To illustrate the social context, note the sentiments of H. G. Wells, writing in 1901, in Anticipations:

And for the rest, those swarms of black, and brown, and dirty-white, and yellow people, who do not come into the new needs of efficiency? Well, the world is a world, not a charitable institution, and I take it they will have to go.

Compare these with those expressed by the character Frona Welse in London's 1902 novel, Daughter of the Snows. (Scholar Andrew Furer says there is no doubt that Frona Welse is here acting as a mouthpiece for London).

We are a race of doers and fighters, of globe-encirclers and zone-conquerors.... While we are persistent and resistant, we are made so that we fit ourselves to the most diverse conditions. Will the Indian, the Negro, or the Mongol ever conquer the Teuton? Surely not! The Indian has persistence without variability; if he does not modify he dies, if he does try to modify he dies anyway. The Negro has adaptability, but he is servile and must be led. As for the Chinese, they are permanent. All that the other races are not, the Anglo-Saxon, or Teuton if you please, is. All that the other races have not, the Teuton has.

His 1904 essay, The Yellow Peril, is replete with the casual stereotyping that was common at the time: "The Korean is the perfect type of inefficiency — of utter worthlessness. The Chinese is the perfect type of industry;" "The Chinese is no coward;" [The Japanese] "would not of himself constitute a Brown Peril.... The menace to the Western world lies, not in the little brown man; but in the four hundred millions of yellow men should the little brown man undertake their management." He insists that:

Back of our own great race adventure, back of our robberies by sea and land, our lusts and violences and all the evil things we have done, there is a certain integrity, a sternness of conscience, a melancholy responsibility of life, a sympathy and comradeship and warm human feel, which is ours, indubitably ours...

Yet even within this essay Jack London's inconsistency on the issue makes itself clear. After insisting that "our own great race adventure" has an ethical dimension, he closes by saying

it must be taken into consideration that the above postulate is itself a product of Western race-egotism, urged by our belief in our own righteousness and fostered by a faith in ourselves which may be as erroneous as are most fond race fancies.

An avid boxer and amateur boxing fan, London was a sort of celebrity reporter on the 1910 Johnson-Jeffries fight, in which a black boxer vanquished James Jeffries, the "Great White Hope." Earlier, he had written:

[Former white champion] Jim Jeffries must now emerge from his Alfalfa farm and remove that golden smile from Jack Johnson's face...Jeff, it's up to you. The White Man must be rescued.

It is possible to cherry-pick statements by some of Jack London's fictional characters that would today be characterized as "racist" (the word did not exist in London's time). Such statements occur increasingly in the potboilers he wrote to finance his ranch in his declining years. The reader must decide whether or not London places any ironic distance between himself and these characters.

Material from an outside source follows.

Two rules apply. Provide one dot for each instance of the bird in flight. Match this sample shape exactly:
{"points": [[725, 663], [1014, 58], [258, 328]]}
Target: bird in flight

The word nigger is used casually throughout the novels Adventure, Jerry of the Islands, and Michael, Brother of Jerry. The latter also features a comic Jewish character who is avaricious, stingy, and has a "greasy-seaming grossness of flesh."

Those who defend Jack London against charges of racism like to cite the letter he wrote to the Japanese-American Commercial Weekly in 1913:

In reply to yours of August 16,1913. First of all, I should say by stopping the stupid newspaper from always fomenting race prejudice. This of course, being impossible, I would say, next, by educating the people of Japan so that they will be too intelligently tolerant to respond to any call to race prejudice. And, finally, by realizing, in industry and government, of socialism—which last word is merely a word that stands for the actual application of in the affairs of men of the theory of the Brotherhood of Man.

In the meantime the nations and races are only unruly boys who have not yet grown to the stature of men. So we must expect them to do unruly and boisterous things at times. And, just as boys grow up, so the races of mankind will grow up and laugh when they look back upon their childish quarrels.